There will be a big difference. Pitching live is all about how you handle your nerves when presenting and making sure you don’t forget the key points on each slide. With it being online, this year’s competition is going to be more about the quality of the underlying business and demonstrating the fundamentals to the judges. Entrants from previous years have created a high bar!
In your experience, what makes a successful Rising Stars company?
If you look at the companies which have been involved in the finals of the competition over the past couple of years, it’s clear that they share some similarities. Key for Rising Stars is to have some sort of demonstrable traction – either revenue growth, customer wins or improving underlying key metrics. We get quite a few entries each year from businesses at concept stage, and even though they are promising they are a little too early in their development to gain enough marks with the judges. Another similarity is to have a clearly defined audience, or niche; consumer businesses know exactly who their product is targeting and how they are going achieve sales. For B2B companies they know where they fit in the value chain and what problem they are solving.

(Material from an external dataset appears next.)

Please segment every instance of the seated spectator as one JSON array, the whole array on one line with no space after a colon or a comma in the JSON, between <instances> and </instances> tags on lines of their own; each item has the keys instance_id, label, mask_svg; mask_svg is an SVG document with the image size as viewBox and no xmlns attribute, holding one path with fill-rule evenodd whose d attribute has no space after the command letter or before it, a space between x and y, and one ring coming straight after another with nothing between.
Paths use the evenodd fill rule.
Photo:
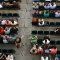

And what do you look for in a founder and their team?
Again looking at previous Rising Stars winners, they tend to have a clear purpose as to why they founded their startup and they are driven to succeed despite what anyone tells them. Many successful founders have experienced failure before which creates a steely resilience. Building the right team around them is super important whatever stage they’re at, so having the right support structure and network – business angels or a chairman or CFO that has been through the process before – is really important.
How does the judging process work?
The Rising Stars judging process is very transparent. It’s made clear to applicants from the outset that at every stage of the competition, judges are scoring on five criteria: value proposition; competitive advantage; current traction; experience of the team; and potential to scale. There are three stages of judging, and at each stage judging panels are made up of judges from across the UK’s tech ecosystems; they are from a variety of roles, including investors, entrepreneurs, community leaders, corporate leaders and accelerator leaders.
In the first stage of judging, applications are sent to a panel of around 40 judges across the UK. Each judge receives around 15 applications assigned at random, and all applications are scored by at least three judges to ensure fairness. The five highest scoring companies from each region are named ‘Rising Stars Regional Winners’ and progress to the next stage of the competition.
The second round of judging, the Rising Stars Semi-Finals, involves each regional winner pitching to a panel of judges. Founders are asked to deliver a three-minute pitch and then have a Q&A with the judges. All pitching will be done virtually this year, with founders receiving pitch training and coaching to help them prepare for the semis. The 20 highest scoring companies in the semis are named as UK Finalists.
The final round of judging decides the 10 overall UK Winners and will be largely done through a judges’ roundtable, with an opportunity for the finalists to have a short Q&A with them. My role in the process is as the independent adjudicator for the Semi-Finals and final judging roundtable; I’m there to ensure scoring is fair and the whole process is robust. Judges’ feedback is recorded and fed back to the companies in the competition as much as possible.
What previous winners have stood out in memory?
There have been a few! If I was to pick one which is topical at the moment, it would be Serelay from Rising Stars 1.0 who were combating fake news by allowing users to verify content and flag pictures or videos which had been digitally altered. At the time not much was known about so-called deepfakes, while today people are increasingly aware of the issues they create. Their business purpose was clear – they had the foresight to see that a world full of deepfakes wasn’t going to be good for anyone and the way that they were solving the problem by using AI and machine learning resonated well with the judges.